- Malicious applications sneak in official application stores
- Sparkkitty will steal photos to crack in your cryptographic wallet
- An infected application has been downloaded more than 10,000 times
A new dangerous strain of malicious software targeting smartphones users has managed to sneak both on the Google Play Store and the Apple App Store without being detected, experts warned.
Sparkkitty was spotted for the first time by Kaspersky cybersecurity experts in January 2025 and uses the optical recognition of the characters to browse your photos and collect recovery sentences from cryptocurrency.
Most Crypto currency exchanges will indicate a user to note a memorable sentence when creating an account for recovery purposes, but many users will simply be captured by their memorable sentence – which facilitates the flight for Sparkkitty.
Touch the photos and steal the crypto
Kaspersky says that Sparkkitty malware has been actively distributed both on Google Play Store and Apple App Store since February 2024, and has also been distributed by unofficial means.
Infected applications have since been removed from the two application stores.
In many cases, applications seemed legitimate and have been designed for many purposes. An infected application called Soex has been downloaded more than 10,000 times to the Google Play Store, and seemed to be a messaging application with trading and cryptocurrency exchange features-perfect disguise for malware designed to target cryptocurrency portfolios.
Once installed on a user’s device, the application will request authorization to access and modify the image library on iOS and Android devices. After obtaining access, the application then scored the image library and will redefine if it detects the modifications made to the image library, such as new images added or deleted.
Obviously, apart from the threat to cryptographic wallets, there is the threat that users are extorted using other images that could be found in their image library, but there is no evidence that this happens so far.
Pirates are constantly developing new tactics to hide their malware on applications that can be distributed via trust platforms such as Apple App Store and Google Play Store.
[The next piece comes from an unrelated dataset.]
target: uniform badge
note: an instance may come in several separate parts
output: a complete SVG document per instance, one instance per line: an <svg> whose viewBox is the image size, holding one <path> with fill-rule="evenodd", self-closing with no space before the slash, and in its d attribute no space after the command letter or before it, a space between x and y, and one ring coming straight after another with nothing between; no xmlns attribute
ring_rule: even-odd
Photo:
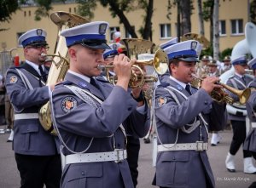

Do not forget to check that the application you download is made by a trusted developer, is certainly the authentic version of the application you are looking for and has trusted criticism. If in doubt, do not download it.
Also beware of applications that require more authorizations than they really need, or applications that require authorization to create new configuration profiles and certificates. Finally, when creating a memorable sentence to recover an account, do not keep it stored where it can be easily stolen.
Many of the best cloud storage services and the best password managers offer encrypted storage chests to store important sentences.